Washington International Law Journal


In 1975, the Japanese Supreme Court relaxed the standards governing the grant of retrials in criminal cases. Since then four death row inmates have obtained new trials and ultimate vindication through acquittals. The facts of the four cases are compelling: all involved highly publicized murders, rather harsh investigations leading to confessions that the defendants subsequently disavowed, and seemingly routine convictions followed by decades-long struggles by the convicted men to forestall their executions and secure retrials. Each of the men spent over 25 years on death row before the final determination that he had been unjustly convicted. In this article, Professor Foote examines these cases and their implications for criminal justice in Japan. While the gravity of the crimes and other circumstances render these cases—which all involve crimes committed over 35 years ago—atypical in some ways, in many other respects the cases reveal basic features in Japan's criminal justice system that continue to this day.

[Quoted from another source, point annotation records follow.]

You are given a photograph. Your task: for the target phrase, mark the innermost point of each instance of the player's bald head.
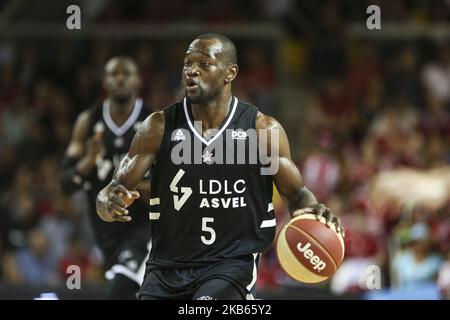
(228, 49)
(125, 61)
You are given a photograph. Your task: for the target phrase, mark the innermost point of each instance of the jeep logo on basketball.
(318, 263)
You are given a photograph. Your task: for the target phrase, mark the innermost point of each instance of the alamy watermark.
(374, 20)
(73, 21)
(242, 147)
(74, 279)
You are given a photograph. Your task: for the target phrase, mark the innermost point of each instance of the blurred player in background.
(101, 136)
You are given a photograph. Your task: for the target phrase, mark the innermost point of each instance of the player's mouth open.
(191, 84)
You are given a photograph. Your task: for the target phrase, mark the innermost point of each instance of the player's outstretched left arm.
(288, 179)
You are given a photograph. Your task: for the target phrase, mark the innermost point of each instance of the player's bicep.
(287, 177)
(142, 153)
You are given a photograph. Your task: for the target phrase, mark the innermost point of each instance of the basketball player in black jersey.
(211, 212)
(100, 138)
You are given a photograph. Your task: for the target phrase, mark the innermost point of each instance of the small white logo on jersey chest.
(179, 136)
(207, 156)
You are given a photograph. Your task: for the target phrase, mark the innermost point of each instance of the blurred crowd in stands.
(371, 107)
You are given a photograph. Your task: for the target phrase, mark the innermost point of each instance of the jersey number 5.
(210, 230)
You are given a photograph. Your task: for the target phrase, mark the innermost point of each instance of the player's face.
(121, 80)
(204, 70)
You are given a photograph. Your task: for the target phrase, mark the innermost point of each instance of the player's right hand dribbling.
(112, 203)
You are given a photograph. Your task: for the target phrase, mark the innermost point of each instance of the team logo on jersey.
(238, 135)
(118, 142)
(179, 136)
(186, 191)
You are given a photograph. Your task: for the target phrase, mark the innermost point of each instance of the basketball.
(308, 250)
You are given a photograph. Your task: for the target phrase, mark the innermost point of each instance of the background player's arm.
(80, 157)
(113, 200)
(288, 179)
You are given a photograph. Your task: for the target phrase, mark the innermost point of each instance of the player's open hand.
(321, 210)
(112, 203)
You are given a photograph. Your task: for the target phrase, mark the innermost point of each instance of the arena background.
(366, 111)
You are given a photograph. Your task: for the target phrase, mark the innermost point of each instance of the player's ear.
(232, 71)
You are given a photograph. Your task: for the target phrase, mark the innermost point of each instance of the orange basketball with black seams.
(308, 250)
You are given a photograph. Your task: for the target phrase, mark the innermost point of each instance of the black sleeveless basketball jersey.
(205, 209)
(117, 141)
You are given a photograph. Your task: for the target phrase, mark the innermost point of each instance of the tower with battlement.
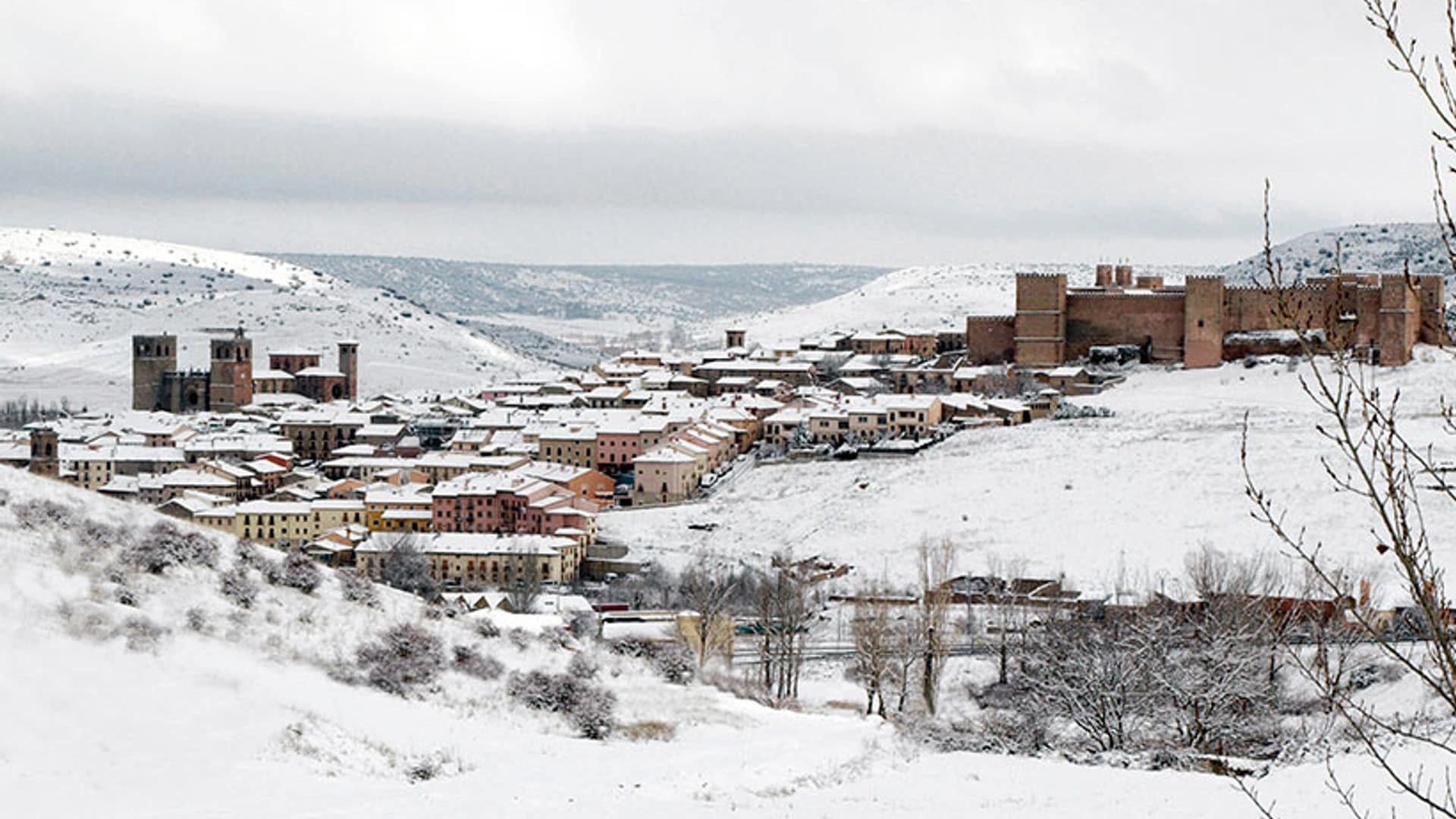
(152, 359)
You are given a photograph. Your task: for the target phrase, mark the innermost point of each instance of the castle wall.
(1041, 305)
(990, 340)
(1119, 318)
(1203, 321)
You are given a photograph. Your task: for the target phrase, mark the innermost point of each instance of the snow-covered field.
(74, 299)
(239, 719)
(1138, 490)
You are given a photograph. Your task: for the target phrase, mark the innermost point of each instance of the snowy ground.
(239, 719)
(74, 299)
(1084, 497)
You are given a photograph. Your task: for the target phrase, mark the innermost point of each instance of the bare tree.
(1094, 675)
(783, 617)
(1375, 463)
(1008, 613)
(710, 592)
(873, 630)
(935, 561)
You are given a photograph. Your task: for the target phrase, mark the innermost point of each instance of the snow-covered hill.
(74, 299)
(1088, 497)
(929, 297)
(178, 701)
(1378, 248)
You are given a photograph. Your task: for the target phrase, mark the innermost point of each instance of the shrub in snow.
(41, 512)
(400, 659)
(249, 556)
(237, 588)
(296, 570)
(648, 730)
(587, 707)
(357, 588)
(197, 620)
(582, 624)
(165, 545)
(674, 664)
(554, 637)
(126, 595)
(582, 667)
(96, 535)
(476, 665)
(408, 569)
(631, 648)
(142, 634)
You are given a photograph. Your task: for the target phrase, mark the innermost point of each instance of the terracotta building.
(1206, 321)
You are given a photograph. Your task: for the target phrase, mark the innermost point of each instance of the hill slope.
(1084, 499)
(912, 297)
(1376, 248)
(582, 303)
(213, 710)
(77, 297)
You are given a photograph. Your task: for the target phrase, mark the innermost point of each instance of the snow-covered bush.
(237, 588)
(408, 569)
(475, 664)
(165, 545)
(674, 664)
(582, 667)
(197, 620)
(357, 588)
(41, 512)
(402, 659)
(587, 706)
(249, 556)
(296, 570)
(142, 634)
(582, 624)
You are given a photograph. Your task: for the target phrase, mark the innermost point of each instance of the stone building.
(1206, 321)
(228, 384)
(156, 384)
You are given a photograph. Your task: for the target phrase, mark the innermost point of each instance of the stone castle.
(229, 382)
(1206, 321)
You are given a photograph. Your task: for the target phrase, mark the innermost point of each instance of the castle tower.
(152, 357)
(231, 382)
(1203, 321)
(1041, 318)
(46, 447)
(1400, 319)
(350, 366)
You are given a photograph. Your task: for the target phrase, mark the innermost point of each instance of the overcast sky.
(692, 131)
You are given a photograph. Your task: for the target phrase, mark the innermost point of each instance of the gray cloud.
(718, 136)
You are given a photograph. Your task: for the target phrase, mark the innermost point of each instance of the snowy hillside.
(929, 297)
(1085, 497)
(1378, 248)
(588, 303)
(76, 299)
(133, 694)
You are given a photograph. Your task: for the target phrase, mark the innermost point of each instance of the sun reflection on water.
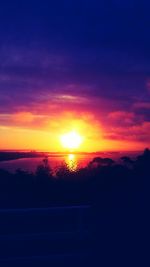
(71, 162)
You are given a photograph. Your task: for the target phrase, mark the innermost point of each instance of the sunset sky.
(75, 65)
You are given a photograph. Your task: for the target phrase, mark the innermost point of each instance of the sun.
(71, 140)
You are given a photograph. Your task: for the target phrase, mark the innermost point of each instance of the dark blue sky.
(65, 51)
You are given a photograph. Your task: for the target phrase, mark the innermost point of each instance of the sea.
(72, 161)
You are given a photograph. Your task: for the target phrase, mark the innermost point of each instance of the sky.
(75, 65)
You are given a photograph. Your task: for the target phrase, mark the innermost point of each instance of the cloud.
(142, 105)
(135, 133)
(123, 117)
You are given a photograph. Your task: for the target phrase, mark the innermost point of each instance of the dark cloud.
(76, 55)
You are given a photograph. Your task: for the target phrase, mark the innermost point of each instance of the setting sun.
(71, 140)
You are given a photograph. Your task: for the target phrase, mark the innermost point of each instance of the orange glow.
(71, 140)
(61, 132)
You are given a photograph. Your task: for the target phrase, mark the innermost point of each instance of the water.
(73, 161)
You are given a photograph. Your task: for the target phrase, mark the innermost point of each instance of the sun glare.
(71, 140)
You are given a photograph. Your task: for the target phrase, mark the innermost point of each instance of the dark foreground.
(74, 236)
(103, 218)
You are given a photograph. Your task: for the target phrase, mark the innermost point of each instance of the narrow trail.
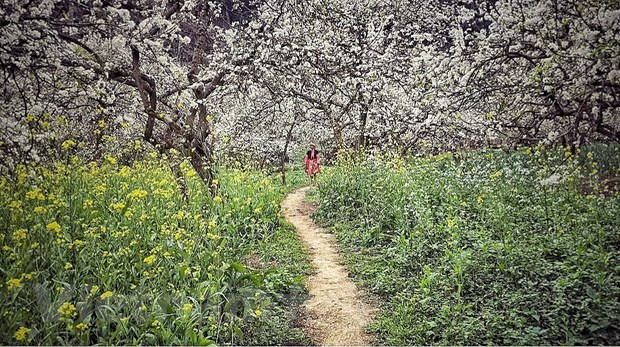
(337, 311)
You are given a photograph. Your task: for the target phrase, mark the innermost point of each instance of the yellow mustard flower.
(117, 206)
(106, 295)
(68, 144)
(67, 309)
(15, 205)
(53, 226)
(20, 234)
(150, 259)
(13, 283)
(187, 308)
(451, 223)
(137, 194)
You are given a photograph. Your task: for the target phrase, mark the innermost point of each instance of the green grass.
(517, 248)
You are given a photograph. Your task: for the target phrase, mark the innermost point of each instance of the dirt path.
(336, 312)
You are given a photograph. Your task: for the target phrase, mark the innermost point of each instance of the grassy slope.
(112, 254)
(485, 250)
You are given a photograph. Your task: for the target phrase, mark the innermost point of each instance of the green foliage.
(110, 254)
(516, 248)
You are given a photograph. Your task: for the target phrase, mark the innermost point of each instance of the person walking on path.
(311, 162)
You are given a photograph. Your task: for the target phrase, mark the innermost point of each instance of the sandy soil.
(337, 311)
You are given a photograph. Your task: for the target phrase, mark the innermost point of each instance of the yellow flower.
(213, 236)
(117, 206)
(15, 205)
(13, 283)
(187, 308)
(35, 194)
(67, 309)
(137, 194)
(21, 333)
(111, 160)
(451, 223)
(68, 144)
(20, 234)
(54, 226)
(150, 259)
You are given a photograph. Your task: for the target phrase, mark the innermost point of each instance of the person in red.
(311, 162)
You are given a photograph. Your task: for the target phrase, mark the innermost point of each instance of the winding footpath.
(337, 312)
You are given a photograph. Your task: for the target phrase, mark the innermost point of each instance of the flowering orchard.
(128, 127)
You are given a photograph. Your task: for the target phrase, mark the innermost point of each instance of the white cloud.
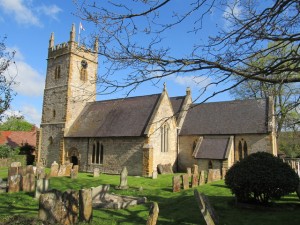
(192, 81)
(24, 12)
(51, 10)
(21, 13)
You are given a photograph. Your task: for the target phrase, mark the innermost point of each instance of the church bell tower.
(70, 84)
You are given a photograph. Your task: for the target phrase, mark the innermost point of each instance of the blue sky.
(27, 24)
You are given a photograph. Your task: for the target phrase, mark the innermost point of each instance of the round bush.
(261, 177)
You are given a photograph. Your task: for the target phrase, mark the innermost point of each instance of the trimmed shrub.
(261, 177)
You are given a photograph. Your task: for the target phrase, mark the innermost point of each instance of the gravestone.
(185, 181)
(68, 169)
(165, 169)
(195, 169)
(189, 171)
(74, 172)
(62, 170)
(195, 181)
(153, 214)
(224, 170)
(298, 191)
(28, 182)
(96, 172)
(54, 169)
(202, 178)
(85, 205)
(206, 209)
(56, 207)
(213, 175)
(154, 174)
(176, 184)
(42, 185)
(123, 179)
(14, 183)
(15, 164)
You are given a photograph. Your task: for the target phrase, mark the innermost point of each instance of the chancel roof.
(126, 117)
(223, 118)
(212, 148)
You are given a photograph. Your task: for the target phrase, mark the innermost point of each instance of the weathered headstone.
(185, 181)
(154, 174)
(195, 169)
(62, 170)
(12, 171)
(123, 179)
(224, 170)
(56, 207)
(54, 169)
(74, 172)
(189, 171)
(85, 205)
(153, 214)
(68, 169)
(298, 190)
(213, 175)
(195, 181)
(176, 183)
(206, 209)
(165, 169)
(42, 185)
(14, 183)
(202, 178)
(96, 172)
(28, 182)
(15, 164)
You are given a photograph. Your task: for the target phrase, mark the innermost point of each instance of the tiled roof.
(212, 148)
(126, 117)
(232, 117)
(18, 138)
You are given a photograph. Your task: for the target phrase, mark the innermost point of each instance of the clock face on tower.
(84, 64)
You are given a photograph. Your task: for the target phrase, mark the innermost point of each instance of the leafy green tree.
(14, 123)
(260, 178)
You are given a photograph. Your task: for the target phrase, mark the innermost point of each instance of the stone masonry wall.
(163, 115)
(117, 153)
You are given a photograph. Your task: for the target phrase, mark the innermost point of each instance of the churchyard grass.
(174, 208)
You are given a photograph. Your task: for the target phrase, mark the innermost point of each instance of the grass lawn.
(175, 208)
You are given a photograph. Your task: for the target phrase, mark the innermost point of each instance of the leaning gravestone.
(206, 209)
(85, 205)
(176, 184)
(28, 182)
(185, 181)
(123, 179)
(96, 172)
(14, 183)
(202, 178)
(195, 181)
(42, 185)
(153, 214)
(54, 169)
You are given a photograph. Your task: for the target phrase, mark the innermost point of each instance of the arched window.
(245, 149)
(164, 132)
(240, 150)
(57, 72)
(98, 153)
(83, 74)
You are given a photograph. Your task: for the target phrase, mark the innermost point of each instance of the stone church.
(141, 132)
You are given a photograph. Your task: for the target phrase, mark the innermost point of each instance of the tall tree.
(137, 35)
(286, 95)
(6, 79)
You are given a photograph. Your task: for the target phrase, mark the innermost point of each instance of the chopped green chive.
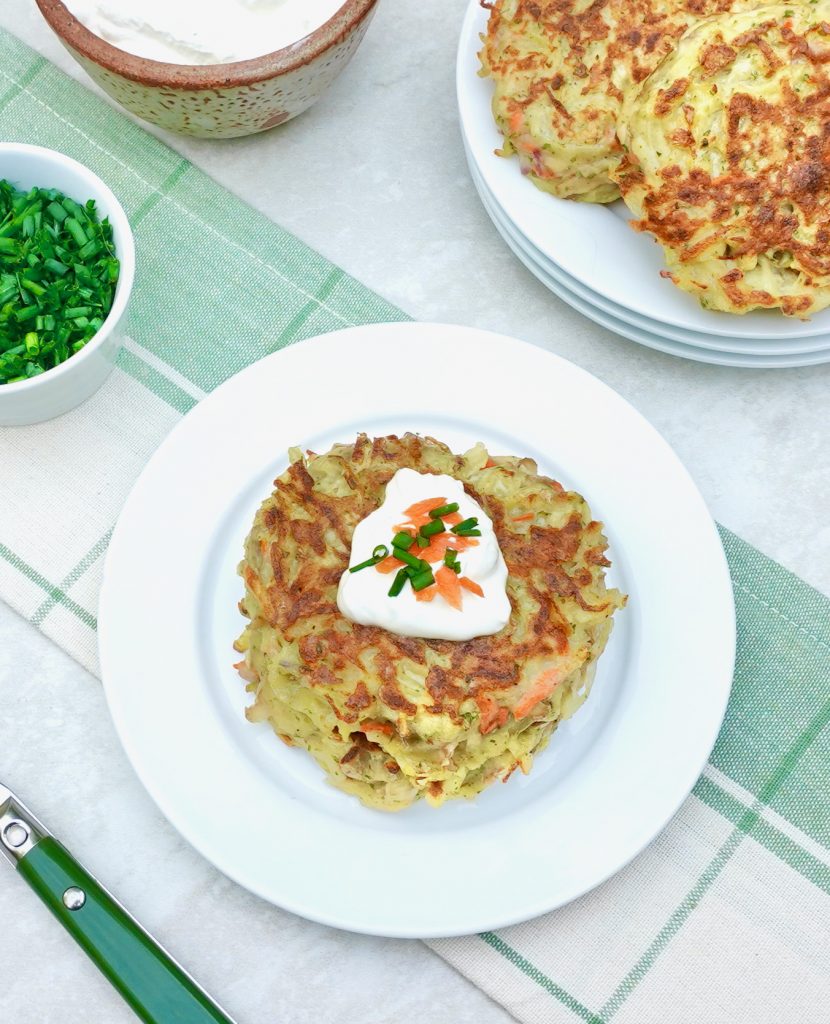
(76, 231)
(431, 528)
(423, 580)
(57, 279)
(470, 523)
(444, 510)
(378, 555)
(398, 583)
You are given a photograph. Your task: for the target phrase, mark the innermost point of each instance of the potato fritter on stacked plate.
(391, 718)
(561, 70)
(729, 159)
(709, 117)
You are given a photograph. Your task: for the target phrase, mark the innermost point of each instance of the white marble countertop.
(375, 178)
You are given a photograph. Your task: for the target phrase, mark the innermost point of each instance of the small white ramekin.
(66, 386)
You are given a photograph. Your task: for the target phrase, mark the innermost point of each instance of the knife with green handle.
(154, 985)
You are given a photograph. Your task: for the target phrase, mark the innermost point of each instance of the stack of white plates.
(588, 255)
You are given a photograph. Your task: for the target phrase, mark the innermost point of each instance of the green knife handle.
(156, 987)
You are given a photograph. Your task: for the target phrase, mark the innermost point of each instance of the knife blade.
(157, 988)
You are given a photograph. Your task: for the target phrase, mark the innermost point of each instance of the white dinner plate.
(597, 309)
(261, 812)
(592, 242)
(787, 352)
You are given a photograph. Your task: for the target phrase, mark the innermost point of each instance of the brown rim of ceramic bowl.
(223, 76)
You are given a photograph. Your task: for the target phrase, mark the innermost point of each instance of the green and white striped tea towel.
(726, 918)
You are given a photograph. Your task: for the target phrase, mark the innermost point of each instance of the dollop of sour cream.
(195, 32)
(363, 596)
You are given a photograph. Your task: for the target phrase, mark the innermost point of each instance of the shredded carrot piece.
(471, 585)
(425, 506)
(541, 688)
(448, 587)
(463, 543)
(435, 552)
(368, 726)
(389, 564)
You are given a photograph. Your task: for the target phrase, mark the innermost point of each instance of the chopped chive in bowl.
(58, 272)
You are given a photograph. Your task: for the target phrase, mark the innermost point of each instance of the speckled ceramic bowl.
(218, 100)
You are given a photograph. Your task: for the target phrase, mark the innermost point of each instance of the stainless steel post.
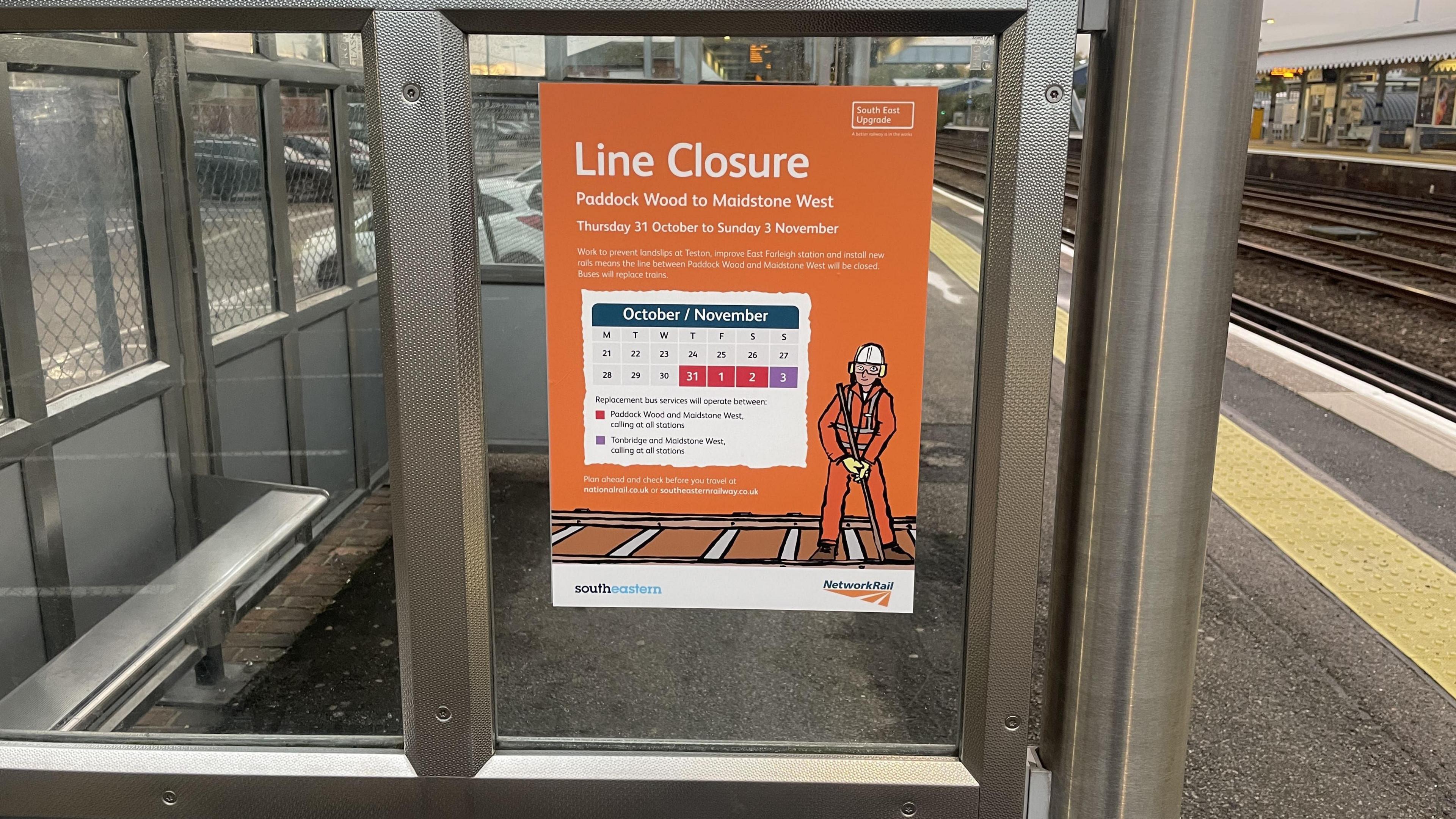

Moreover, by providing a graphic reminder that—even in a system, such as Japan's, that prides itself on accuracy in fact-finding and provides investigators with a wise array of tools to ferret out the truth-individuals may be mistakenly convicted and executed for crimes they never committed, these cases have engendered much soul-searching by Japanese criminal justice officials, judges, attorneys and scholars and have led to numerous proposals for reform. This article explores these proposals and seeks to appraise their likely impact on Japan's criminal justice system.